В коридоре раздались гневные женские крики, рывком отворилась дверь
– и в конуру влетела Асия, маленькая, похожая чем-то на
кролика казашка. На опера не глядя, сразу ко мне:

– Что он у вас взял? Крест? Больше ничего? Деньги не брал? Скорее
одевайтесь и идите в зал вылета. Сейчас объявят посадку.
Ничего здесь не забудьте – командует, как в бою. И на опера
по-казахски в крик, аж дрожит от злости, того и гляди в глаза
когтями вцепится.

Официально Асия является представителем провожающей казахской
турфирмы, через которую мы летаем в Урумчи, встречает, провожает,
составляет списки всякие, ставит штампы, и все. Но на самом
деле Асия большой человек, муж у нее шишкарь какой-то
местный, боятся её. За бабки на границе и на таможне Асия может
все. Асия говорит: «Этого пропускаем!» И этого пропускают.
Асия говорит: «Этого не досматриваем!» – и этого не
досматривают. Кто с Асией рядом идет – к тому не подходи! Это всякий
знает, и мент, и бандит. Мы с ней давно знакомы, платим иногда
двадцать, иногда тридцать баксов с рыла и за это имеем в ее
лице надежную крышу в Алма-атинском аэропорту.

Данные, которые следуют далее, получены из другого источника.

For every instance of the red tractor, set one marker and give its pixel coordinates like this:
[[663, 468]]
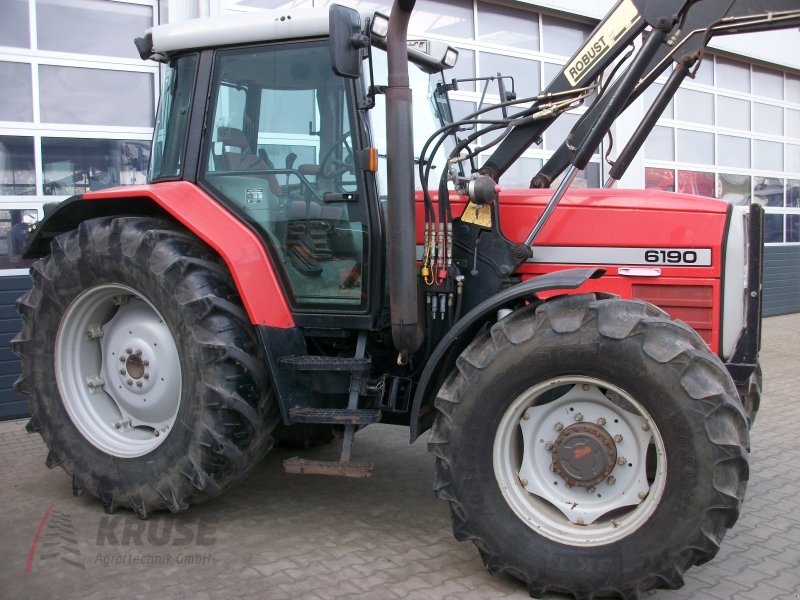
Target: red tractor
[[275, 278]]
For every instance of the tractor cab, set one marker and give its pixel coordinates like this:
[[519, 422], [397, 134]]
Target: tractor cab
[[289, 145]]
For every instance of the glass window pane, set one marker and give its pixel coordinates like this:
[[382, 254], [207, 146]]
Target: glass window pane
[[17, 171], [94, 96], [792, 158], [733, 113], [695, 107], [793, 193], [733, 151], [793, 228], [16, 102], [696, 183], [520, 173], [660, 144], [525, 72], [14, 30], [272, 3], [563, 37], [443, 17], [773, 229], [659, 179], [767, 155], [792, 123], [767, 119], [14, 236], [768, 191], [508, 26], [91, 26], [705, 74], [733, 75], [695, 147], [734, 188], [76, 166], [767, 82], [793, 88], [464, 69]]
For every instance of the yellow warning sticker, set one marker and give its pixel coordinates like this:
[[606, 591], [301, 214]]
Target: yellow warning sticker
[[615, 26]]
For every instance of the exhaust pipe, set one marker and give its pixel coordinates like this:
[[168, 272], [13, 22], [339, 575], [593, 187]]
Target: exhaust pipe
[[407, 329]]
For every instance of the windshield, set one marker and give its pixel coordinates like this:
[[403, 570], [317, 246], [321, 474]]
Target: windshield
[[172, 122]]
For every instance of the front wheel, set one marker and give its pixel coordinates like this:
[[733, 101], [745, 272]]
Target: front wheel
[[590, 446], [141, 368]]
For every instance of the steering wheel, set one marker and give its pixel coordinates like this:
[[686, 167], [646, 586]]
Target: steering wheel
[[331, 167]]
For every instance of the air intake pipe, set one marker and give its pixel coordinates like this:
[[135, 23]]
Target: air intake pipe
[[407, 329]]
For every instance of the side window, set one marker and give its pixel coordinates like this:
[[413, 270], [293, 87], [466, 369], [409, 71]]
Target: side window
[[280, 150]]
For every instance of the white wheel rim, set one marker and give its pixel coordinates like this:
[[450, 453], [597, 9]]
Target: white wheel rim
[[118, 370], [578, 515]]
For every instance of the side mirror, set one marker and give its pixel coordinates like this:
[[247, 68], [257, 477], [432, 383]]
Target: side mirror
[[346, 41]]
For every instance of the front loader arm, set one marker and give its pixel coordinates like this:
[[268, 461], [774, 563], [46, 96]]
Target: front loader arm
[[684, 47], [623, 24]]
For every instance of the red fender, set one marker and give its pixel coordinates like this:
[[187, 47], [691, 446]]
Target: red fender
[[240, 248]]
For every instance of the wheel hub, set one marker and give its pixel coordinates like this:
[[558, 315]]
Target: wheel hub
[[584, 454], [118, 370]]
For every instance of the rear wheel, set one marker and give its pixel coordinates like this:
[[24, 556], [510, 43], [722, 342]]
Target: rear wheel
[[140, 367], [592, 447]]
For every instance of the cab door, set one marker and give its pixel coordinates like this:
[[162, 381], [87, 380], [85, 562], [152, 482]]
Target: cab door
[[280, 150]]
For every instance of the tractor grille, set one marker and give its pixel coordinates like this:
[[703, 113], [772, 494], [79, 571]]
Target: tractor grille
[[693, 304]]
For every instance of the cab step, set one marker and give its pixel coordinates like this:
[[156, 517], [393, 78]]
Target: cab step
[[334, 416], [343, 364]]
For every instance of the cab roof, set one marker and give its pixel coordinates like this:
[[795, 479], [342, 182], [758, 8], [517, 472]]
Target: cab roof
[[227, 30]]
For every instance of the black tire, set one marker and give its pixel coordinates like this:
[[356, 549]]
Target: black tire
[[225, 410], [750, 395], [695, 415]]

А то, что случилось сегодня, – и частенько случается – лишь борзость
оперов, рассчитывающих на то, что челнок испугается, даст
денег и улетит в Урумчи, не успев пожаловаться Асие. Она тоже
на месте не сидит, у неё по всему аэропорту клиентура. В
этот раз пришла проводить группу, узнать, все ли в порядке.
Ребята и рассказали. А могла бы и не прийти.

И впрямь – только в зал спустился, посадку объявили.

Насчет посадки этой тоже тонкость есть: как откроют дверь на летное
поле – сразу в дверях толкучка страшная. Казалось бы, ну
куда ты лезешь, все равно самолет без тебя не улетит! Нет,
рвутся в дверь – и бегом к самолету. А потому бегом, что надо
места как можно ближе к выходу занять, желательно у самой
двери, чтобы в Урумчи первым из самолета вылезти и выиграть
«битву за склады».

Стюардессы китайские молоденькие вовсе не смеются – только вежливо
улыбаются, по-английски приветствия говорят. Но все же
чувствуется какое-то неуловимое пренебрежение. Со стороны
интеллигентной китайской публики и всех государственных служащих
такое неявное пренебрежение почти всегда чувствуется не только
к челнокам или русским, а, наверное, ко всем иностранцам.
Китайцы знают за собой великое прошлое и видят впереди великое
будущее. И сидит в них какая-то, скрытая во глубине глубин
души национальная гордость. Может быть, поэтому?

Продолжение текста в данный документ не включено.